En mi adolescencia –años 80, sin TV
en la pieza ni tecnología móvil– me dio por dibujar planos de casa. Fue un
pasatiempo que duró como tres años. Desde luego, mis primeras obras atentaban
contra todas las leyes de la física. Pero después fui perfeccionándome y
terminé haciendo planos de una precisión increíble para la poca capacidad de
abstracción que me caracteriza. Llegué incluso a colocar a mis trabajos medidas
a escala. Me comenzó a importar tanto la exactitud, que me compré una huincha
de maestro y andaba por toda la casa apuntando cuántos centímetros podía tener el
ancho de una puerta o cuánto espacio requería un lavaplatos.

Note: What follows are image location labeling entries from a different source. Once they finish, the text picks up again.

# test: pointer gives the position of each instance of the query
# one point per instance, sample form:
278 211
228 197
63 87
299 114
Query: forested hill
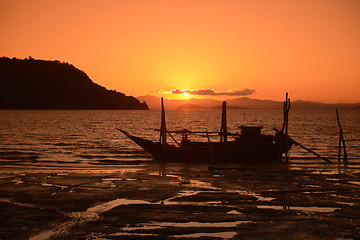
40 84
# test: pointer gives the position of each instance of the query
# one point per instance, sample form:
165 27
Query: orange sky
309 48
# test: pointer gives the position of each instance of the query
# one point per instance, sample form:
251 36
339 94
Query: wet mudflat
178 201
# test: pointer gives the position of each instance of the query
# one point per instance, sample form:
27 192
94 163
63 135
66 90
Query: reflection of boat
248 146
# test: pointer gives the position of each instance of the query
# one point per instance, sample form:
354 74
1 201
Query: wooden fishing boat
247 146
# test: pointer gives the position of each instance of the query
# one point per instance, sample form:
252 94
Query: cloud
210 92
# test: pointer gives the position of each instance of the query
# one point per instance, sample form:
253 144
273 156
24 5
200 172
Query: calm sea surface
53 138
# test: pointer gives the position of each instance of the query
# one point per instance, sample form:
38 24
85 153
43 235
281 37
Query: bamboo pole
162 131
223 129
302 146
210 147
285 127
341 140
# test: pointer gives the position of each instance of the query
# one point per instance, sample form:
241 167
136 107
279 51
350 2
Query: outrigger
247 146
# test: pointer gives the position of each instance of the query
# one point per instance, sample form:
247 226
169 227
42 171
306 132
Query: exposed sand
179 201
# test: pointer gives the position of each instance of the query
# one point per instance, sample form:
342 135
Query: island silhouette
40 84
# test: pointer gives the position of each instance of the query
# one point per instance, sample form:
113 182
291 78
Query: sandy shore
177 201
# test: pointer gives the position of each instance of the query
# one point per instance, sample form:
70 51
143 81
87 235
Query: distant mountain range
40 84
240 103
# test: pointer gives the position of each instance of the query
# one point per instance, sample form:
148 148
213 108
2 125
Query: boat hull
232 151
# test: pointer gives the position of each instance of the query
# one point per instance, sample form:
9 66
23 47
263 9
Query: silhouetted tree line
39 84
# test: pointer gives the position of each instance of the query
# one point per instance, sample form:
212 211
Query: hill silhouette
39 84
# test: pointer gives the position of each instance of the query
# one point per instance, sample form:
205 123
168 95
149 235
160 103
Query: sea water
81 138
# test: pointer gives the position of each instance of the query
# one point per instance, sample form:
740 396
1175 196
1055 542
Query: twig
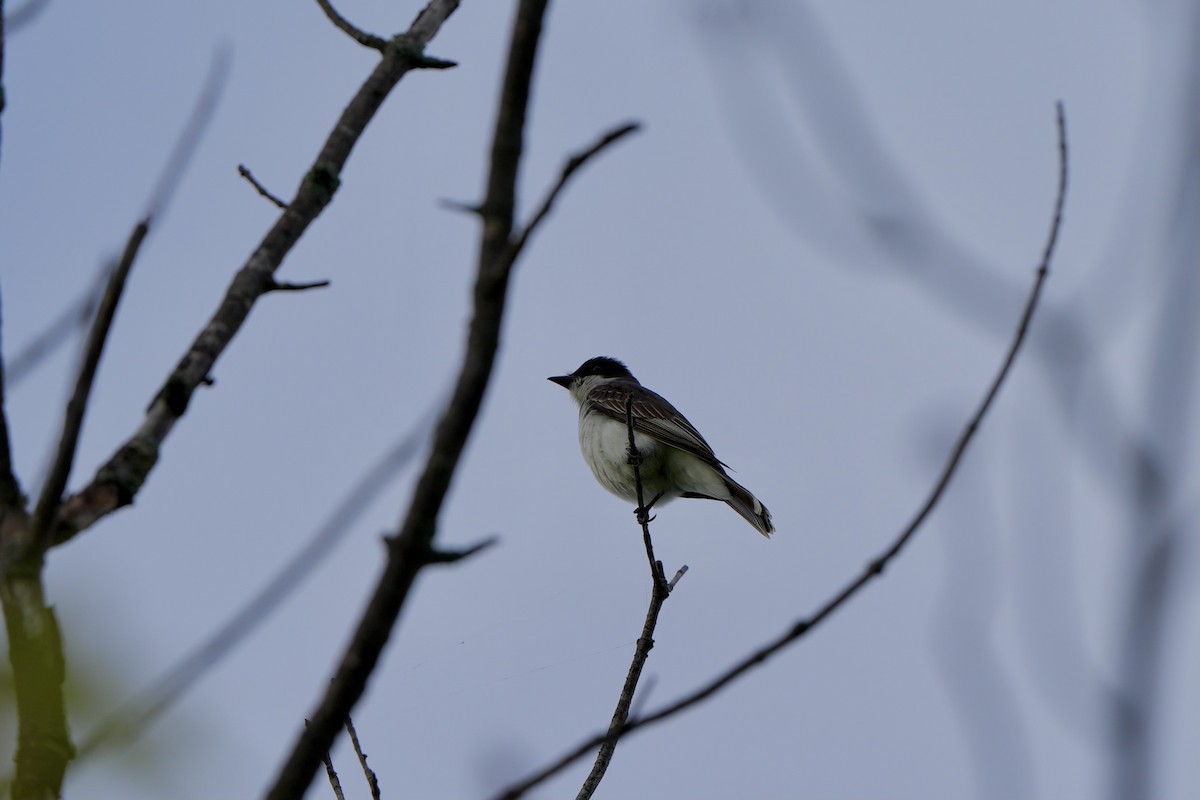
23 14
11 497
643 515
331 774
135 716
409 551
569 169
121 476
659 593
168 181
64 458
73 318
802 627
372 779
258 187
298 287
361 37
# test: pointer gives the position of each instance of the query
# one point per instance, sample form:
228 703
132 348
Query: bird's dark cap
600 366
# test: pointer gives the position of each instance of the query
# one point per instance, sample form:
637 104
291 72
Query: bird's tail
749 506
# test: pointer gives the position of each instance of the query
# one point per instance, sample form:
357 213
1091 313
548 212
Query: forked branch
875 567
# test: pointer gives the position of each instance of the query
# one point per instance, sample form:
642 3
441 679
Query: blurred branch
569 168
35 647
121 476
11 497
73 318
659 593
258 187
138 714
875 567
365 40
367 773
57 480
49 499
412 548
3 20
331 774
21 16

Hace un tiempo me mudé a un
departamento y tardé cinco meses en contratar Internet. En un principio, no fue
una decisión ortodoxa. Sólo que dejé ese trámite para cuando hubiera resuelto
otras tareas domésticas de mayor urgencia. Lo primero que constaté es cuán solo
uno puede llegar a estar. Gran parte de las personas con las que me relacionaba
estaba en línea y no en el mundo real. Por supuesto, me junté con varios amigos
en ese periodo. Pero también ocurrió que algún sábado en la tarde, éstos
prefirieran guardarse del frío en su hogar mirando películas. También descubrí
la cantidad de actividades útiles que podía llegar a hacer: lavar a mano,
planchar, ordenar fotografías, coser un botón. Parecía que al no estar en la
realidad virtual, todo era productivo porque todo tenía un resultado palpable.
Tomé entonces la resolución de vivir
sin Internet. Se volvió una cruzada personal que yo iría a ganar estoicamente. Eché
de menos algunas entretenciones, como las maratones de seriales, el más
indeseable de mis vicios. Pero aun así, era soportable. Hasta que surgió un imprevisto
frente de batalla: la desinformación. Los fines de semana, me quedaba en casa,
sin televisión, sin diarios, sin noticieros, sin redes sociales. Fue así como
un día lunes llegué muy campante a mi trabajo y me encontré con que todo el
mundo estaba bastante enervado. Pregunté si había ocurrido algo inusual y la
respuesta fue: “¡Cómo que si pasó algo! ¡Hubo
un tremendo aluvión anoche y hay corte de agua en casi todo Santiago! Parece que
se mantendrá por 24 horas.” La persona
que me contó lo sucedido se había levantado de madrugada para juntar agua en
cacerolas. Mi desconexión me dio miedo. Imaginé que podría una mañana salir a
la calle y descubrir que durante mi sueño el mundo había sido conquistado por
extraterrestres, siendo yo la única humana en no enterarse.
Cómo y cuánto permanecer en el
ciberespacio es una interrogante que tenemos todos los que sufrimos el cambio
de siglo. Nos aterra la invasión de ciertos malos hábitos, así como el
vulnerable teme las drogas y prefiere ni siquiera probarlas. Salvo que aquí
pareciera seguirse una ley de Newton y si quedamos ajenos a la fuerza ejercida
por la contemporaneidad, no hay movilidad ni modificación posible. Trazar
planos de casa no desarrolló en mí ninguna inteligencia espacial. Sigo sin
sentido de la ubicación y me desoriento hasta dentro de un probador de ropa.
Tampoco fue el origen de una vocación: no fui ni arquitecto, ni dibujante. Pero
pude deducir que para tener una edificación sólida, se debe tomar medidas,
ubicar rigurosamente los pilares y calcular seriamente cuánto se dejará a cada
zona. Esto último en el entendido que siempre queda la libertad de dar
prioridad al comedor, la cocina, el dormitorio o la biblioteca.